Sakalti/ultiima-72B

Warm
Public
72.7B
FP8
131072
Jan 9, 2025
License: other
Hugging Face
Overview

Sakalti/ultiima-72B: A Merged Qwen2.5 Model

Sakalti/ultiima-72B is a 72.7 billion parameter language model built upon the Qwen2.5 architecture. This model was created using the TIES merge method, combining the strengths of the base model Qwen/Qwen2.5-72B with the instruction-tuned variant Qwen/Qwen2.5-72B-Instruct.

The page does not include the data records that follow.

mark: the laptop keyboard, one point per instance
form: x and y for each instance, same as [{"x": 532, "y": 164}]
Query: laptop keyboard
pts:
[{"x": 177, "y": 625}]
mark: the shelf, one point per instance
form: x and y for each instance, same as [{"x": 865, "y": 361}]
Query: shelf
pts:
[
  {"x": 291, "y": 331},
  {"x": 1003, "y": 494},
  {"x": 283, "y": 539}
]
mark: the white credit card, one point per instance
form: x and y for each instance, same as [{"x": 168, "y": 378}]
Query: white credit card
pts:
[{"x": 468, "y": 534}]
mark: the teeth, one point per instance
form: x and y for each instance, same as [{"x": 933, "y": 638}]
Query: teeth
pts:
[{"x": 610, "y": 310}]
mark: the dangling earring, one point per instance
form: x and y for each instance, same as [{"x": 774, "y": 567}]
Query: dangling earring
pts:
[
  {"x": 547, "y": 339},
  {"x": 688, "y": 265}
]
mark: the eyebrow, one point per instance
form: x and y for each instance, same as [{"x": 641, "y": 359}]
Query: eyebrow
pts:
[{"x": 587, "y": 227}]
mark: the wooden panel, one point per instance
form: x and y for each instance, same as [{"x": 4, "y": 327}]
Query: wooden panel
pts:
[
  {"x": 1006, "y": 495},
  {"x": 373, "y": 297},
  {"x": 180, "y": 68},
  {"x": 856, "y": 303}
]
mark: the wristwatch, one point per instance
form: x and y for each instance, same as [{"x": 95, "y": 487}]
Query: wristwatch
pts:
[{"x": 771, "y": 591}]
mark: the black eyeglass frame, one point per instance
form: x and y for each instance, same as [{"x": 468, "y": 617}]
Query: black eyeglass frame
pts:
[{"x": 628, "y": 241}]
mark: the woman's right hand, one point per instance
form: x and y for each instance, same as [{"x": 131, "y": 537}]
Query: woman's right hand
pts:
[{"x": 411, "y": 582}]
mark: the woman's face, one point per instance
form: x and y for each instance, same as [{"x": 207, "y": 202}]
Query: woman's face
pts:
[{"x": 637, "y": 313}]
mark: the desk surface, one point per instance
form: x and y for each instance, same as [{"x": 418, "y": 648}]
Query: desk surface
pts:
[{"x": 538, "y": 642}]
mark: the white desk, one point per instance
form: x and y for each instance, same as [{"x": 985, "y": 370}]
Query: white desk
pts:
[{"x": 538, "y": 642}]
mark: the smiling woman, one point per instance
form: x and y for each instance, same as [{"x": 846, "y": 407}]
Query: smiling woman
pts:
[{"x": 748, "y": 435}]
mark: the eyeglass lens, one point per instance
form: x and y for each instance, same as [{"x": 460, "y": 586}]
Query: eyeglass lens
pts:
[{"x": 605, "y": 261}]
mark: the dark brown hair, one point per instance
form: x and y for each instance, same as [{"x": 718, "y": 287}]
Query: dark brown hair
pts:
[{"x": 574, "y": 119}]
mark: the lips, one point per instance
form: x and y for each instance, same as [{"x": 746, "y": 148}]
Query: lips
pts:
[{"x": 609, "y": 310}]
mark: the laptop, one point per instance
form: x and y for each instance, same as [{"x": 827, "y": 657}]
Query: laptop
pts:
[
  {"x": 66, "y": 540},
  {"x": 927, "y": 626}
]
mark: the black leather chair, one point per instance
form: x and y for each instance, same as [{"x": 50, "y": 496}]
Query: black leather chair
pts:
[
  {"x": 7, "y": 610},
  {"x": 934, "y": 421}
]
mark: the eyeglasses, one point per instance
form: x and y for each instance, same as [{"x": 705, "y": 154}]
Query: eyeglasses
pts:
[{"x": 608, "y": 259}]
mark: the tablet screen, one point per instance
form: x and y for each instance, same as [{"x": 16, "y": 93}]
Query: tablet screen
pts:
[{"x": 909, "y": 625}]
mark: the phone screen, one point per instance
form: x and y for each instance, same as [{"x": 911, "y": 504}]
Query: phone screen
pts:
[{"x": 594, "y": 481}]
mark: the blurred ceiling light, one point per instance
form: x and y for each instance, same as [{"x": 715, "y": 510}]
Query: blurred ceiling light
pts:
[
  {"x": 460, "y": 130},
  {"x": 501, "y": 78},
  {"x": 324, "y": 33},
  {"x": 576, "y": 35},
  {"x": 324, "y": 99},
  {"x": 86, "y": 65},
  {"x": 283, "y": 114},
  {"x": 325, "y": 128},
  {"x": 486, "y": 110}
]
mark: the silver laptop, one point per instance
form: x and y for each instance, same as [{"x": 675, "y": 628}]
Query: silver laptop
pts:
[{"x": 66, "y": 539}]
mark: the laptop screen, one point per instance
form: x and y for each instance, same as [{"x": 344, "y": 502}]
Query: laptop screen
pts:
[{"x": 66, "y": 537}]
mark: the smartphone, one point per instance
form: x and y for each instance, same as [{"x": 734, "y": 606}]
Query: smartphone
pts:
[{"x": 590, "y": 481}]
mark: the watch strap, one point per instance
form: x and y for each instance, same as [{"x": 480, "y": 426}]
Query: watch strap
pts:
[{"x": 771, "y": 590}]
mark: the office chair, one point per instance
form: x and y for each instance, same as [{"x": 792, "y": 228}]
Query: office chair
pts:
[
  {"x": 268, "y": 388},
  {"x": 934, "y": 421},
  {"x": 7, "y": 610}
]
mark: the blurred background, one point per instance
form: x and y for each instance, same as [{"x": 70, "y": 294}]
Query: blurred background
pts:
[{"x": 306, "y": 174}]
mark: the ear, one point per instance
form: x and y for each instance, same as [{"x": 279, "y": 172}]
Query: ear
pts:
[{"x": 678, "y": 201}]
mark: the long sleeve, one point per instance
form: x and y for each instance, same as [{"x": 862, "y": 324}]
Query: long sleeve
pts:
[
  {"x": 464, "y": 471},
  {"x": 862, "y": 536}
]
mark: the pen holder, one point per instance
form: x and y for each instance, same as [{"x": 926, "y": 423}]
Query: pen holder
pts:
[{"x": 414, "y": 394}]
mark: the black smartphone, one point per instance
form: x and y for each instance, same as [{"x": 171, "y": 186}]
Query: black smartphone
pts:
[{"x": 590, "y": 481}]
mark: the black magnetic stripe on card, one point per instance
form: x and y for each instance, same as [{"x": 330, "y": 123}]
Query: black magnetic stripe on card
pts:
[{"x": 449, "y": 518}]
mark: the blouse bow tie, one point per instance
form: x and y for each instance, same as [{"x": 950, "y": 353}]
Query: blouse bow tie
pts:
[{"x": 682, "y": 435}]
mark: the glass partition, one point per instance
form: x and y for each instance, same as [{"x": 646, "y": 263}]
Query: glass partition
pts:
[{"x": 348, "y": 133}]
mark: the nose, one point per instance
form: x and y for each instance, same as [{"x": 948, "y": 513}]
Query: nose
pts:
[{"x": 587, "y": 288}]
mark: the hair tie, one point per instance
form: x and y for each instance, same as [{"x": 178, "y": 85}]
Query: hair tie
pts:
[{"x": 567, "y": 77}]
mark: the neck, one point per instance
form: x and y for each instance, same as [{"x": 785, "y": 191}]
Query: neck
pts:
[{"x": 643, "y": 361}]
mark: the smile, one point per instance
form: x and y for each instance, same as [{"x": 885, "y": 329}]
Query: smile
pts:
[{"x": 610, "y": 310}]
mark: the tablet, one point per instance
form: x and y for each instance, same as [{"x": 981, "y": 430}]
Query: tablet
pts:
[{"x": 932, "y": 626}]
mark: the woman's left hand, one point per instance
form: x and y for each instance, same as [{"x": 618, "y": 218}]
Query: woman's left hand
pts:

Key Capabilities & Performance

This model demonstrates strong performance across a range of benchmarks, as evaluated on the Open LLM Leaderboard. Its average score is 46.58, with notable results in specific areas:

  • IFEval (0-Shot): 71.40
  • BBH (3-Shot): 61.10
  • MATH Lvl 5 (4-Shot): 52.42
  • MMLU-PRO (5-shot): 54.51

With a substantial context length of 131072 tokens, ultiima-72B is well-suited for tasks requiring extensive contextual understanding and generation.

Merge Details

The model was constructed using mergekit, specifically employing the TIES (Trimmed, Iterative, and Selective) merging technique. The primary component in this merge was Qwen/Qwen2.5-72B-Instruct, with Qwen/Qwen2.5-72B serving as the base model. This approach aims to consolidate and enhance the capabilities of its constituent models.

Good For

  • Applications requiring a large-scale, general-purpose language model.
  • Tasks benefiting from a long context window.
  • Scenarios where strong instruction following and reasoning capabilities are important.